For ease of end user use, I'll be paring down the features to SPI and odds. The SPI stat is already just a complex stat, it's easy to get a lot of information from that one number. I also opted to not use some of the other match data in the training set because of the concern of bleed. If the model is trained on information that it won't be able to get in realtime application, then it would be useless. 

# Model the Data
In this section I'll use a variety of classifiers to create a a few models to see what performs best in this context. "Best" is going to be related to the model accuracy as a metric of success over the baseline 33% random guess.    

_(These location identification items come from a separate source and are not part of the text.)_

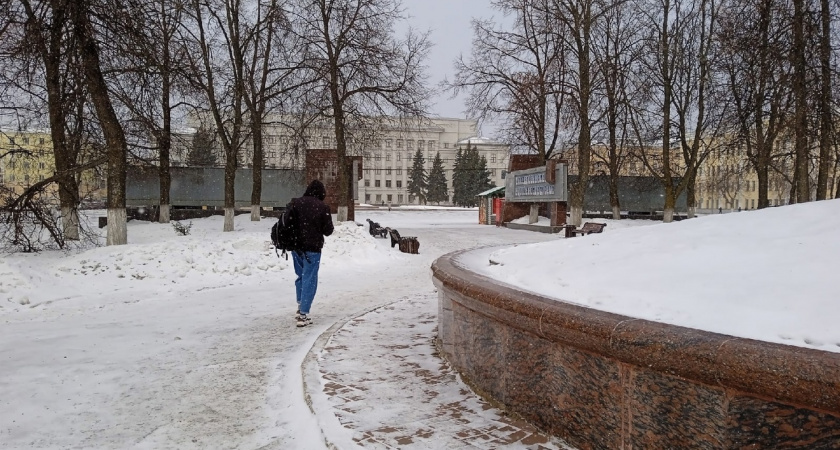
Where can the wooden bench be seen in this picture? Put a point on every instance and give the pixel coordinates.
(587, 228)
(377, 230)
(407, 244)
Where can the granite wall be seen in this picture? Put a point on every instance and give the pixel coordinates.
(604, 381)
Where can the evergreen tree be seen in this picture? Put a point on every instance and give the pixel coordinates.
(484, 180)
(437, 191)
(201, 151)
(458, 179)
(418, 182)
(470, 178)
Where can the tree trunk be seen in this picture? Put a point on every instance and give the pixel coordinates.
(165, 143)
(691, 199)
(825, 103)
(800, 125)
(63, 154)
(117, 147)
(230, 200)
(577, 192)
(256, 167)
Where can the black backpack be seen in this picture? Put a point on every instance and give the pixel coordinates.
(285, 235)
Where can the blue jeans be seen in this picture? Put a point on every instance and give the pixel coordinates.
(306, 268)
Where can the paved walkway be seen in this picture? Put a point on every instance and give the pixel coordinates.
(379, 374)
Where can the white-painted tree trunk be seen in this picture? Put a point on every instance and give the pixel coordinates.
(164, 214)
(228, 219)
(70, 223)
(576, 216)
(117, 230)
(534, 215)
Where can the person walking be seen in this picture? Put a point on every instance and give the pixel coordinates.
(315, 222)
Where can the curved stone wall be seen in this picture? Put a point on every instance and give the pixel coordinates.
(605, 381)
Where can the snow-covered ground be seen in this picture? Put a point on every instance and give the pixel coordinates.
(766, 275)
(189, 341)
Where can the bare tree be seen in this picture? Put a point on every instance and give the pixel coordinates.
(216, 68)
(84, 32)
(145, 61)
(753, 38)
(578, 19)
(362, 69)
(45, 35)
(273, 73)
(516, 75)
(617, 46)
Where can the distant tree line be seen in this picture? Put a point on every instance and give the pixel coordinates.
(667, 85)
(111, 78)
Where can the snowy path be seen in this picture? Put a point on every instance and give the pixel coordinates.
(193, 359)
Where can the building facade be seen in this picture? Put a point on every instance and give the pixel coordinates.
(387, 146)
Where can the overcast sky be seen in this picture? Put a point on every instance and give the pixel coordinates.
(449, 22)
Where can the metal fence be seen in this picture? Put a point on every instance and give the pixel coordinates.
(204, 186)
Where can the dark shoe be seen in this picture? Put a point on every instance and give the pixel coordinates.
(303, 320)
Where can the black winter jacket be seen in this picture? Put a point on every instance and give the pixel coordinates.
(313, 216)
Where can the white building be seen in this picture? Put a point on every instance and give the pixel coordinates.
(388, 148)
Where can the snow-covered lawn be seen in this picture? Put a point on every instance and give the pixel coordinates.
(766, 275)
(189, 341)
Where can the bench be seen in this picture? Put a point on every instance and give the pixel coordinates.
(407, 244)
(587, 228)
(377, 230)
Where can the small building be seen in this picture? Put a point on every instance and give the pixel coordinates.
(490, 204)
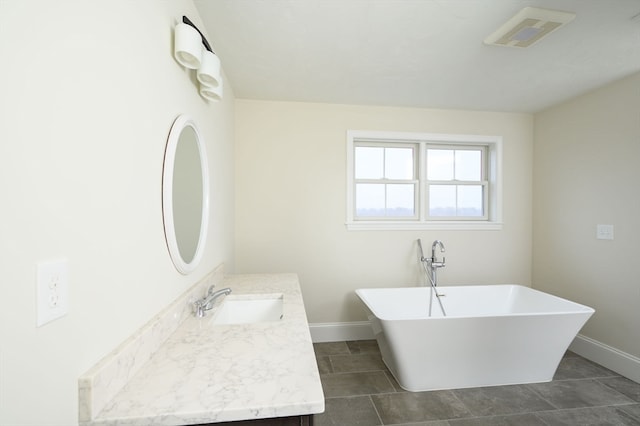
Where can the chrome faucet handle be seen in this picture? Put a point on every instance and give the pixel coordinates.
(198, 308)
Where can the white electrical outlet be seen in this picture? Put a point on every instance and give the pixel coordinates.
(604, 232)
(52, 291)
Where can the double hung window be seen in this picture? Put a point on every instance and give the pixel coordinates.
(423, 181)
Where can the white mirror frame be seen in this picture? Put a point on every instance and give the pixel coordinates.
(182, 265)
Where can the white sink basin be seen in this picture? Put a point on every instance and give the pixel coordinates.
(249, 309)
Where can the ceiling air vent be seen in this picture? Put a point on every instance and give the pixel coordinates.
(528, 26)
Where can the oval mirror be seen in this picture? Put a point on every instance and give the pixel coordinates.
(185, 194)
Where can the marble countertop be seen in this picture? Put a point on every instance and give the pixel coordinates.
(205, 373)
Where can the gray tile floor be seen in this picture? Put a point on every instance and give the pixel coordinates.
(360, 390)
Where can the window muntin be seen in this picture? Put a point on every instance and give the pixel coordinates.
(458, 186)
(456, 182)
(385, 181)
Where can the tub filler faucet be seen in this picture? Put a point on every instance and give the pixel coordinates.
(434, 258)
(201, 306)
(430, 266)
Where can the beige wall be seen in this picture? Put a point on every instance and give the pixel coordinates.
(586, 172)
(290, 203)
(88, 92)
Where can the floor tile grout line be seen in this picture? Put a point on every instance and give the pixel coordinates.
(375, 409)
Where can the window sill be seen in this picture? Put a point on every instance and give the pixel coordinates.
(423, 226)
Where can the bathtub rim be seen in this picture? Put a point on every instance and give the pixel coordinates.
(579, 308)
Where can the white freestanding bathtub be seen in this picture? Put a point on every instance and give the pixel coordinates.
(491, 335)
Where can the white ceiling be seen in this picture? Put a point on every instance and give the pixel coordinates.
(417, 53)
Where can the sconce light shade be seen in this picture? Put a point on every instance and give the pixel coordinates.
(188, 46)
(211, 93)
(209, 71)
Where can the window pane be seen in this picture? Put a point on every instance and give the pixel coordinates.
(370, 199)
(469, 165)
(369, 162)
(470, 200)
(399, 163)
(400, 200)
(440, 164)
(442, 200)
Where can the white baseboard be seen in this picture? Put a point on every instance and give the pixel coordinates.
(340, 331)
(607, 356)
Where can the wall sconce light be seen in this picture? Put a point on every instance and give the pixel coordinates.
(192, 51)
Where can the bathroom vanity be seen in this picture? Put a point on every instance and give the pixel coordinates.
(184, 370)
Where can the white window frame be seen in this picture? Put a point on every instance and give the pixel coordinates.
(493, 144)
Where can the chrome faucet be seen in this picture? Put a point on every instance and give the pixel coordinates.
(434, 263)
(205, 304)
(430, 266)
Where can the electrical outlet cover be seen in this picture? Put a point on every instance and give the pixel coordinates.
(52, 291)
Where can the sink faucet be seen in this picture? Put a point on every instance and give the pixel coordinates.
(201, 306)
(434, 263)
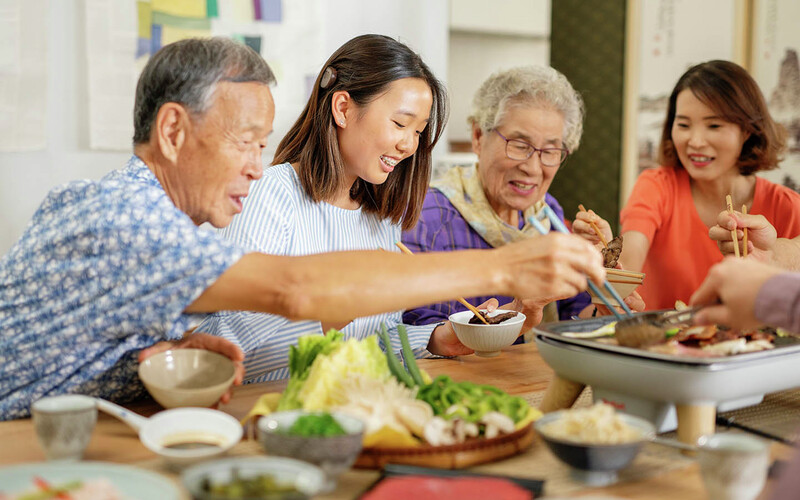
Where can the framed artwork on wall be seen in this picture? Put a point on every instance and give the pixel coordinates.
(774, 64)
(663, 39)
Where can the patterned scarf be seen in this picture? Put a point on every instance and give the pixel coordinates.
(462, 187)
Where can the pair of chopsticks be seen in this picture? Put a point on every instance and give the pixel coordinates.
(596, 229)
(561, 228)
(734, 236)
(469, 306)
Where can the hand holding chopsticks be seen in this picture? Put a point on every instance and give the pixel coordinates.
(469, 306)
(560, 227)
(595, 228)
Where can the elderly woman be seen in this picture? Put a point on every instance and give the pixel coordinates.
(110, 271)
(525, 122)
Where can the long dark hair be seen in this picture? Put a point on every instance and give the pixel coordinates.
(364, 67)
(732, 93)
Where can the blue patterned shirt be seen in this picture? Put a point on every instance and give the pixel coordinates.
(104, 269)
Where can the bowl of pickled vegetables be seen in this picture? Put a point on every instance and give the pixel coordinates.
(331, 441)
(250, 478)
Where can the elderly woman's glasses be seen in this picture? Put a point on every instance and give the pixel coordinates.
(517, 149)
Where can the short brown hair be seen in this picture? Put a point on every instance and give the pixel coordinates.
(364, 67)
(732, 93)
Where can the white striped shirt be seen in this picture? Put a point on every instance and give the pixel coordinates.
(279, 218)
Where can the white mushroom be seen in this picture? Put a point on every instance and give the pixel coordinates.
(496, 423)
(439, 431)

#### First, I'll bring in a modeling function I wrote for a past project and instantiate the classifiers.
I've commented out the roc curve due to multi-class not being supported. 

In [None]:
# Function to combine classification report, confusion matrix, 
# accuracy score, roc curve, and auc in one easy way

def model(algorithm, X_train, y_train, X_test, y_test, of_type):
    algorithm.fit(X_train, y_train.astype(int))
    preds = algorithm.predict(X_test)
    
    print(algorithm)
    print("\naccuracy_score:",accuracy_score(y_test, preds))
    print("\nclassification report:\n", (classification_report(y_test, preds)))
    
    plt.figure(figsize=(14,10))
    plt.subplot(221)
    ax = sns.heatmap(confusion_matrix(y_test, preds), annot=True, fmt="d", 
                linecolor="k", linewidth=2)
    # work around for top & bottom cutoff is pasted below
    bottom, top = ax.get_ylim()
    ax.set_ylim(bottom + 0.5, top - 0.5)
    plt.title("Confusion Matrix", fontsize=20)
    
    '''
    predicting_probabilities = algorithm.predict_proba(X_test)[:,1]
    fpr, tpr, thresholds = roc_curve(y_test, predicting_probabilities)
    plt.subplot(222)
    plt.plot(fpr, tpr, label = ("Area Under the Curve:", auc(fpr, tpr)), color="r")
    plt.plot([1,0], [1,0], linestyle = "dashed", color="k")
    plt.legend(loc="best")
    plt.title("ROC Curve and Area Under Curve", fontsize=20)
    '''
    
    if of_type == "feat":
        dataframe = pd.DataFrame(algorithm.feature_importances_, X_train.columns).reset_index()
        dataframe = dataframe.rename(columns={"index":"features", 0:"coefficients"})
        dataframe = dataframe.sort_values(by="coefficients", ascending=False)
        # plot conf_matrix, roc/auc, and feat importances
        plt.subplot(223)
        ax = sns.barplot(x = "coefficients", y = "features", data = dataframe, palette = "husl")
        plt.title("Feature Importances", fontsize=20)
        for i, j in enumerate(dataframe["coefficients"]):
            ax.text(.011, i, j, weight = "bold")
        
    elif of_type == "coef":
        dataframe = pd.DataFrame(algorithm.coef_.ravel(), X_train.columns).reset_index()
        dataframe = dataframe.rename(columns={"index":"features", 0:"coefficients"})
        dataframe = dataframe.sort_values(by="coefficients", ascending=False)
        # plot conf_matrix, roc/auc, and feat importances
        plt.subplot(223)
        ax = sns.barplot(x = "coefficients", y = "features", data = dataframe, palette = "husl")
        plt.title("Feature Importances", fontsize=20)
        for i, j in enumerate(dataframe["coefficients"]):
            ax.text(.011, i, j, weight = "bold")
            
    elif of_type == "none":
        return(algorithm)

In [None]:
# creating classifiers
dt = DecisionTreeClassifier() # feat

# K Nearest Neighbor
knn = KNeighborsClassifier(n_neighbors=4) # none

# Support Vector Machine
# svc = svm.SVC(decision_function_shape='ovo')

# Random Forest 
rf = RandomForestClassifier() # feat

# XGBoost 
xgb = xgb.XGBClassifier(random_state=rng) # feat


'''Commented out scaled/transformed data, as I opted to use
   a random forest classifier which doesn't need scaled/normalized data.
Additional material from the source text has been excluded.